From: Jan Hidders <hidders_at_REMOVE.THIS.uia.ua.ac.be>
Date: 15 Nov 2002 00:51:42 +0100
Message-ID: <3dd4370e$1@news.uia.ac.be>


Juan Pardillos wrote:
>
>I'd like to know which formal forms are the most important, both from
>a theoric point of view and from a practical point of view. I mean, is
>enough with considering BCNF or we should go on, if possible to get
>4FN or more?.
>
>Which is the usual way of proceeding?.

The usual way is that many people stop at 3NF because they were taught that this the most practical NF and if you go any further things get too difficult, or too inefficient, or "overnormalized" or whatever. What people *should* do is check if they can proceed to BCNF and 4NF and still remain dependency preserving. Sometimes this will make certain queries harder to compute, especially those that have to join again the tables that were split in the normalization process, but whether this is significat may depend on a lot of details and on the other hand not normalizing can maked queries harder if they do not need the join. Moreover, not being in 4NF can cause lots of redundancy and make your tables much bigger then necessary.

>As an student, I've been only taught until 4FN, but I think there are
>some more. I'd like to know if they are really important and/or easy
>to understand. Any link is greatly appreciated.

There's only one more, 5NF (also called PJ/NF or PJNF or the project-join normal form), and it has in fact been proven that this is the highest normal form that can be reached by splitting relations by decomposing them into projections.

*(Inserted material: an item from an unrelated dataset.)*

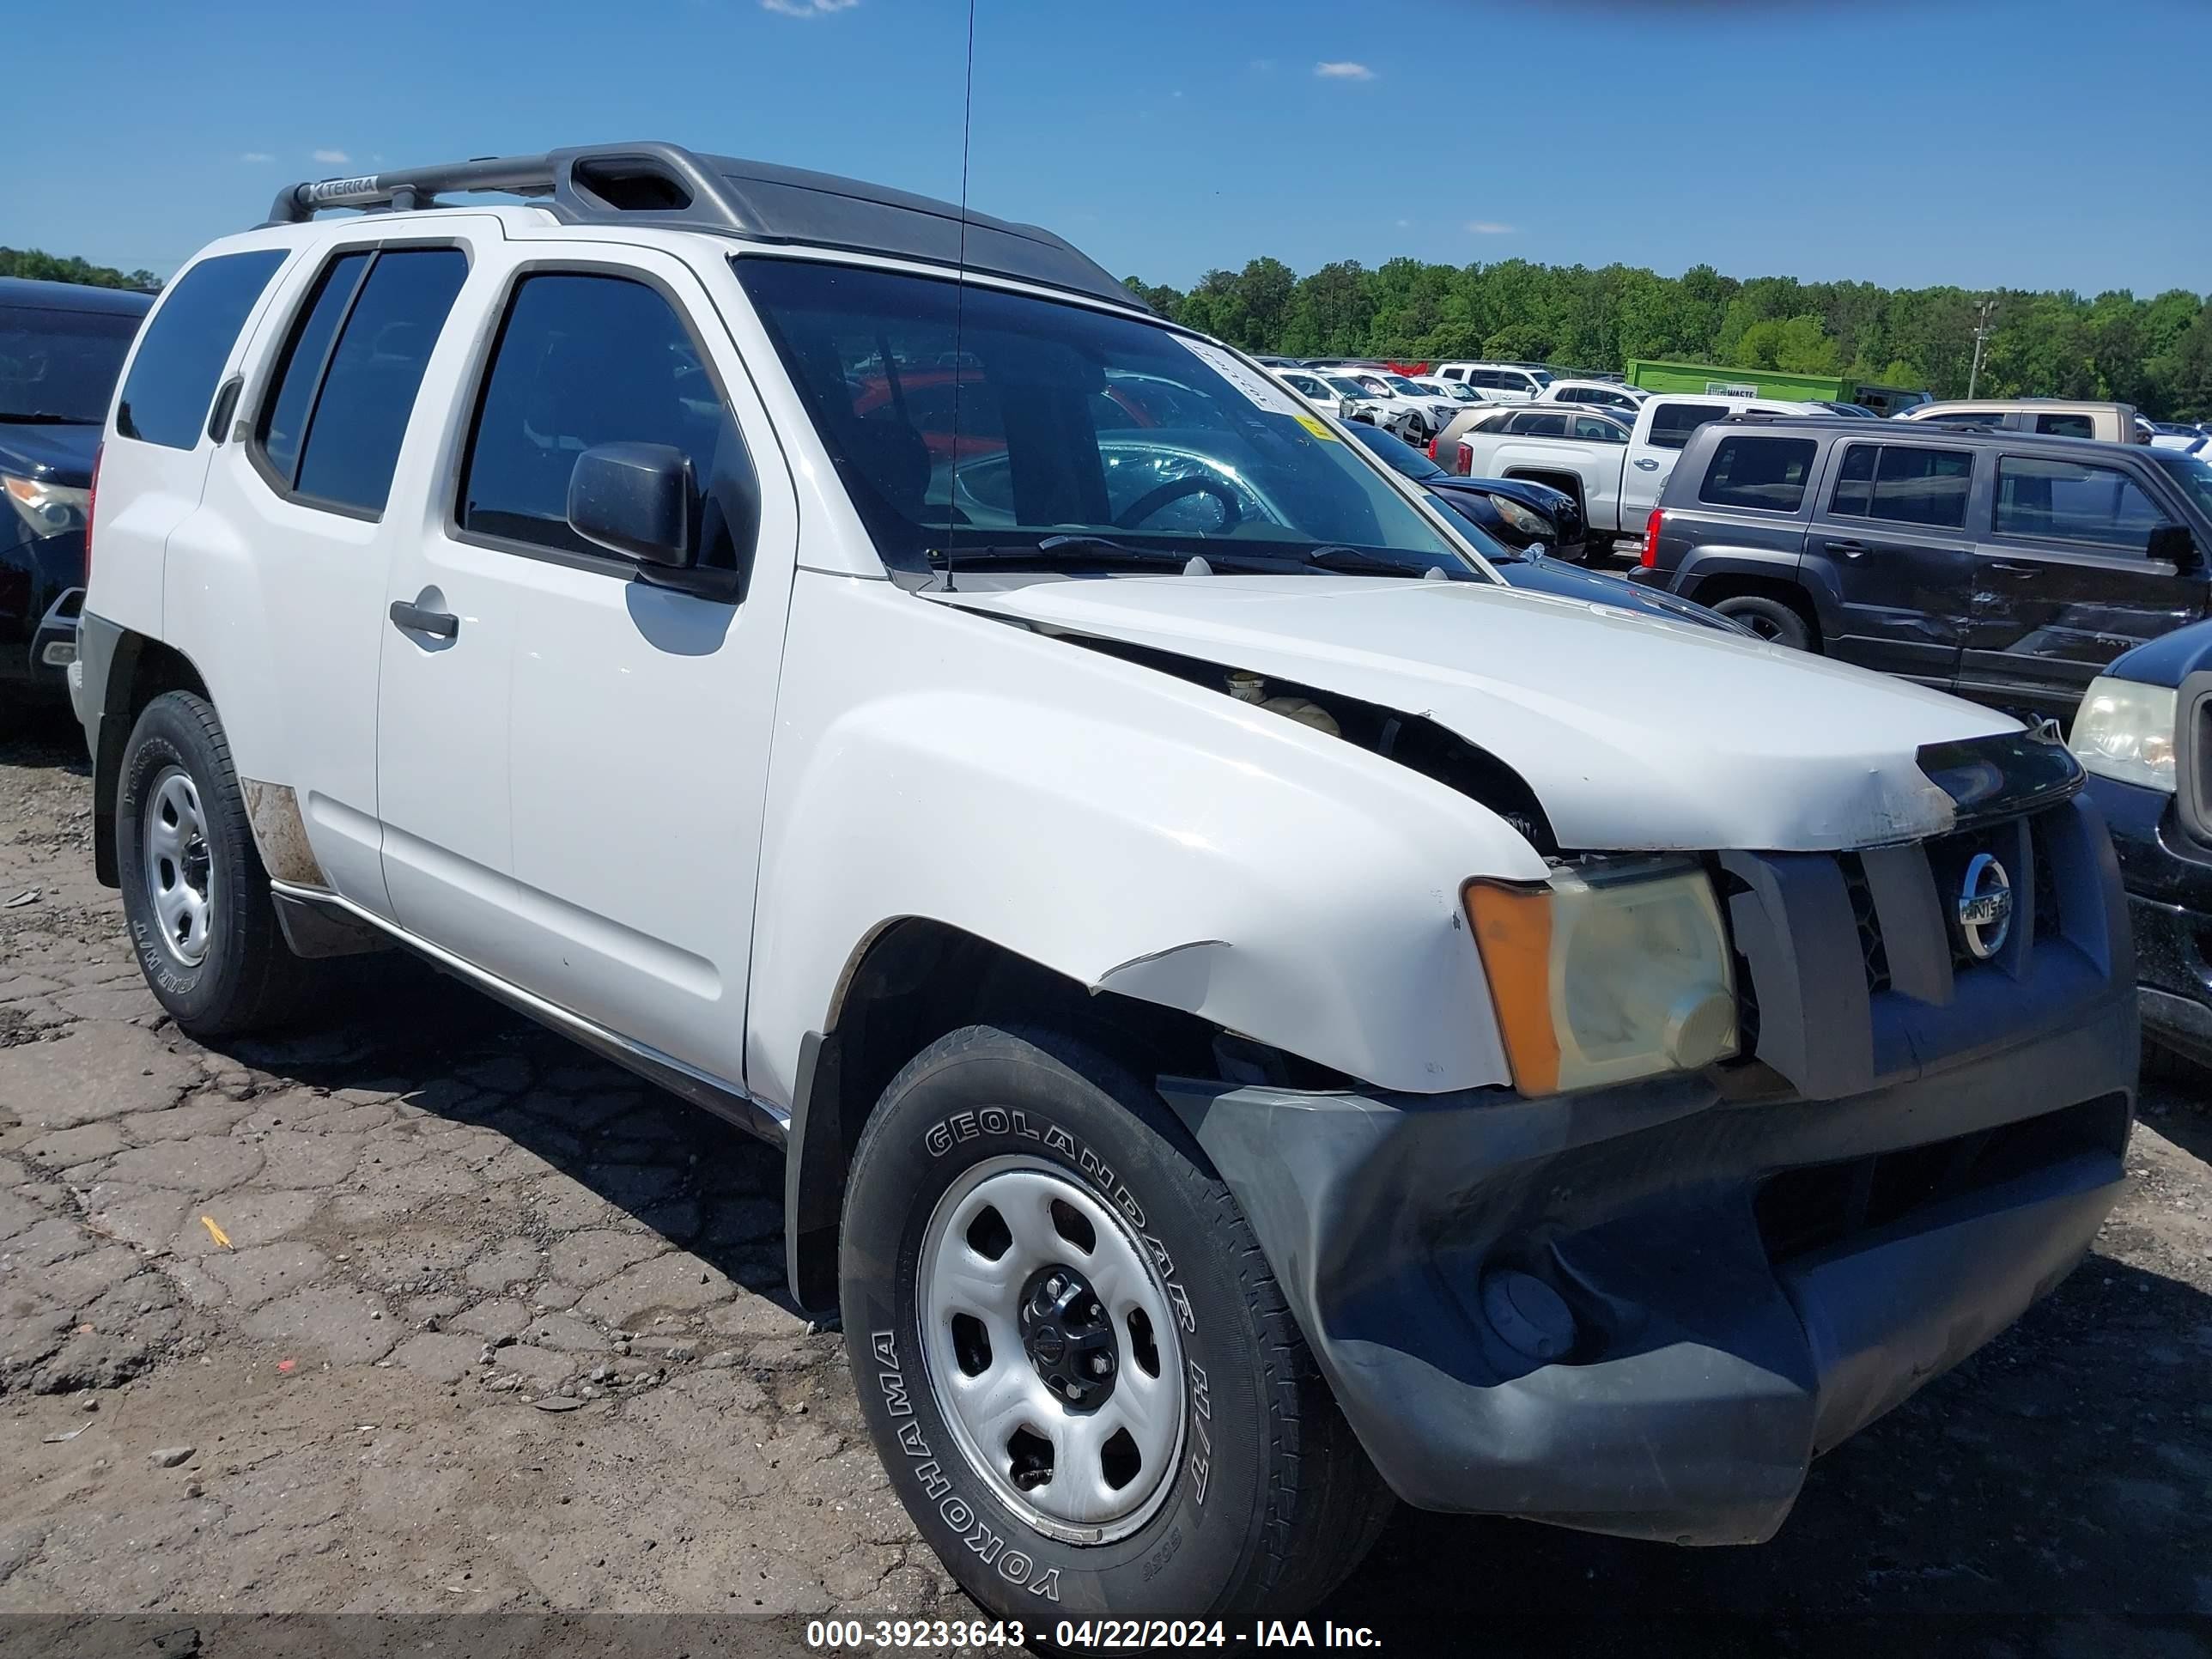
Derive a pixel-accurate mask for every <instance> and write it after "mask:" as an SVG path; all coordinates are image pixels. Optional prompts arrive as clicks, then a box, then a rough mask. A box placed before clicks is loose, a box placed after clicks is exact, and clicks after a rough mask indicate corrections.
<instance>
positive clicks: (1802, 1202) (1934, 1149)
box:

For a small example see:

http://www.gslis.utexas.edu/~l384k11w/normover.html

It's one of the hardest normal forms to understand and in practice it is not easy to spot the special type of dependencies, i.e., the join dependencies, that are used to check if you are in 5NF. In fact, it is a public secret that there are a few text books out there, some of them by well-known authors, that don't define it correctly.